Richard Gladman, head of driving and riding standards at IAM RoadSmart, agrees that a comprehensive approach is needed. He says: "The combination of online risk assessments and vehicle telematics technology is capable of gathering an immense amount of data on a driver, covering everything from their knowledge and attitudes to their fuel usage and average speeds. Fleet managers are keen to gather this data, often driven by a focus on cost management, and businesses are often persuaded to invest in the technology by the promise of improved efficiency and reduced incident rates.
"However, many are unaware of how to interpret the resulting data, or are unable to take any steps to address the underlying poor driver behaviour and the technology is essentially wasted. This may be due to a lack of in-house training resource, or the lack of a health & safety policy that requires training interventions for drivers found to be high-risk, but either way the end result is that the technology fails to fulfil its purpose."
He adds: "IAM RoadSmart’s focus on improving driver behaviour has led to the formation of an ongoing partnership with a leading developer of interactive telematics systems (Lightfoot) which is not only capable of gathering data on a driver’s behaviour, but can also monitor driving style and offer the driver an audible warning if their acceleration is harsh and therefore detrimental to efficiency. Deployed on its own, the system is somewhat effective in influencing a driver’s actions, but its effects can only be optimised when the driver has been made fully aware of how to interpret the warnings and of the driving techniques they should employ."
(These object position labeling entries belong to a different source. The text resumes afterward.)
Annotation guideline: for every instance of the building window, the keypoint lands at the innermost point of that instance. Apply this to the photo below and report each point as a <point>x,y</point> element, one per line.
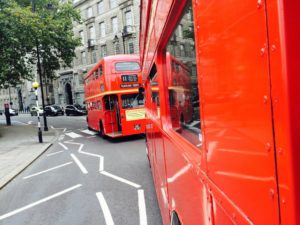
<point>117,48</point>
<point>92,33</point>
<point>113,3</point>
<point>89,12</point>
<point>103,50</point>
<point>102,29</point>
<point>100,7</point>
<point>128,21</point>
<point>94,56</point>
<point>182,50</point>
<point>114,24</point>
<point>83,58</point>
<point>81,34</point>
<point>180,31</point>
<point>130,48</point>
While training is a vital part of a road risk programme it can be tricky to get it right. As Gladman says: "We know from our experience working with fleets that many business drivers resent being sent for on-road training, as they do not wish to have their driving scrutinised."
He adds: "It is up to the trainer to reinforce the importance of each driver’s behaviour to their own safety, as well as the other personal benefits, for example the health benefits associated with reduced stress levels. If the driver buys into the process and accepts the input as a life skill the benefits will definitely be there as changes are more likely to be ongoing."